Et leurs formes aussi ! C’est la sole en ellipse ;
Le chabot monstrueux, bête d’Apocalypse ;
Le grondin, dont le chef carré fait un marteau ;
Le bar au gabarit modèle de bateau ;
Le homard qui cisaille et le crabe qui fauche ;
La limande, yeux à droite, et la barbue, à gauche ;
L’oursin en hérisson et le congre en serpent ;
La raie, avec sa queue épineuse qui pend.
Et ses nageoires, dont les rhythmiques détentes
À la large envergure ont l’air d’ailes battantes ;
D’autres ; d’autres encor ! Mais pendant qu’à l’écart
J’emprisonne dans les cachots de mon regard
Ces formes, ces couleurs, rapidement notées,
Nos gas, répartissant les poissons par hottées,
Les descendent à fond de cale. On est chantant ;
La pêche est bonne ; on va continuer d’autant.
Range à border l’écoute ! Et vire à contre-brise !
Il faut retrouver champ où le chalut ait prise,
Et que le vent grand’largue appuyant le bateau
Traîne bien au tréfond la chausse et le rateau.
Adieu-vat ! C’est paré. Laisse filer la chaîne.
Nageons dret, et que la relevaille prochaine
Plaise à nos gas autant que celle-ci leur plut !
Que la chausse se gave à crever le chalut !
Faudra du jus de bras encor.

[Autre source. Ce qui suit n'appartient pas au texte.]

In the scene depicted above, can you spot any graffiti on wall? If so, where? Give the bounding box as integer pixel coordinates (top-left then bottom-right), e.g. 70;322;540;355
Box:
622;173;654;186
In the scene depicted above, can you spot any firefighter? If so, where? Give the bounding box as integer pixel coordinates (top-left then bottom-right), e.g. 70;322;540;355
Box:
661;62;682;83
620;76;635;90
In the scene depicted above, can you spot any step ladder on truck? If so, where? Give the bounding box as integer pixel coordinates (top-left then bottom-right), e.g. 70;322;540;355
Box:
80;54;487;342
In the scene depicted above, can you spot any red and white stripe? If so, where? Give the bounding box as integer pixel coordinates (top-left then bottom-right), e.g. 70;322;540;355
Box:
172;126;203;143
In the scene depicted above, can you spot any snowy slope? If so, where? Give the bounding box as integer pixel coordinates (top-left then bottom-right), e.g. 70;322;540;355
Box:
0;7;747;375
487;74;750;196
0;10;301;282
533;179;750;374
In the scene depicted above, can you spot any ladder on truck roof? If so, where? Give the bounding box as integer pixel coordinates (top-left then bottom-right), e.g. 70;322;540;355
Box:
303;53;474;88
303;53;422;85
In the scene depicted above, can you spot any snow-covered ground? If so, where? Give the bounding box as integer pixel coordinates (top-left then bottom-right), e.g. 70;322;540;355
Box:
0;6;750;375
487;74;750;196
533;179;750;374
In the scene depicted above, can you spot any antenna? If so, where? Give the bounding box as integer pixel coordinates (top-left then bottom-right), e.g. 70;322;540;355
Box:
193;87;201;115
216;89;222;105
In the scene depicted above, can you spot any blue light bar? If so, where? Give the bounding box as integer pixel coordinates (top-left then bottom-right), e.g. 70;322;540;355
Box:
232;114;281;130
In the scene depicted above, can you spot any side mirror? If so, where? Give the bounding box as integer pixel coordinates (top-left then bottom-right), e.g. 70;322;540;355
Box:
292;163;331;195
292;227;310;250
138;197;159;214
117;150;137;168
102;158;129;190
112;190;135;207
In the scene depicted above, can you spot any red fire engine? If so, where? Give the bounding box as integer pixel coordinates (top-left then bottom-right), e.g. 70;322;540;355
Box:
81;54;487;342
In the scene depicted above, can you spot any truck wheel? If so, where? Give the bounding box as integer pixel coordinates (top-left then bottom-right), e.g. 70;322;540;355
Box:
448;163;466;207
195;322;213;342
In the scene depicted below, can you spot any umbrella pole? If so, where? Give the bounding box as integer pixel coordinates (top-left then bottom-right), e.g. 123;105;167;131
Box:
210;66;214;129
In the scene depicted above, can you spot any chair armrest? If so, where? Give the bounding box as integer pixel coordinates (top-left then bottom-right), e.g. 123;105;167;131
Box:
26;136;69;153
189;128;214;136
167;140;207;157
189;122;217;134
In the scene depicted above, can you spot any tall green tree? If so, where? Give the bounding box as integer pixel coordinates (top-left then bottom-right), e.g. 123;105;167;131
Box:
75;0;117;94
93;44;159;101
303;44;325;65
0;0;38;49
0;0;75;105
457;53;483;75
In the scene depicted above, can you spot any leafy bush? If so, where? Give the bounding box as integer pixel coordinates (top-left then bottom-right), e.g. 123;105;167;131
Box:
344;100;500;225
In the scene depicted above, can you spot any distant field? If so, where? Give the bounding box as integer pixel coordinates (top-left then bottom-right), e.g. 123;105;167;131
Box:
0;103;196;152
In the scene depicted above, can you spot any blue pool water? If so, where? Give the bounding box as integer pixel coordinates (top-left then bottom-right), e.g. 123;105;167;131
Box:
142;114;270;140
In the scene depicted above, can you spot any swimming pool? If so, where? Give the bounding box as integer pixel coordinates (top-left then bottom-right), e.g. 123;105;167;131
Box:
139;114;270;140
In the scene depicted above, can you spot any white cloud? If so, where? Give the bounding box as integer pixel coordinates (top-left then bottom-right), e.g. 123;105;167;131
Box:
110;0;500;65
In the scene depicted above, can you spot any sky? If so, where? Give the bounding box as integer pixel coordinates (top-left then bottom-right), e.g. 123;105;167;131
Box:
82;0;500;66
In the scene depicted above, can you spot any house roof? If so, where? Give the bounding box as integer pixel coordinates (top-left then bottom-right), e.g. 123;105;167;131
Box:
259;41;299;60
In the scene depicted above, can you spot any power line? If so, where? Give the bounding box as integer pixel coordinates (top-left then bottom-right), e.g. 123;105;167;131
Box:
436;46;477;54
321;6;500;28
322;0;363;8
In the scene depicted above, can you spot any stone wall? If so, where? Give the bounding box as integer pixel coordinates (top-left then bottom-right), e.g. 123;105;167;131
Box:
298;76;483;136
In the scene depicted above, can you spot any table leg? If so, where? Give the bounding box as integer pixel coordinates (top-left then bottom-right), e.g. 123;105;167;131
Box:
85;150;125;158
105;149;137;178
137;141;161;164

Mais, n’ayez crainte,
Ce n’est pas ça qui manque, et gaîment l’on s’éreinte
Quand on sent que d’aplomb ça souque en remontant.
On tirera d’un poing léger, d’un cœur content,
Pour revoir le butin pendre au bout de la drisse,
Plein et lourd, gonflé rond comme un sein de nourrice.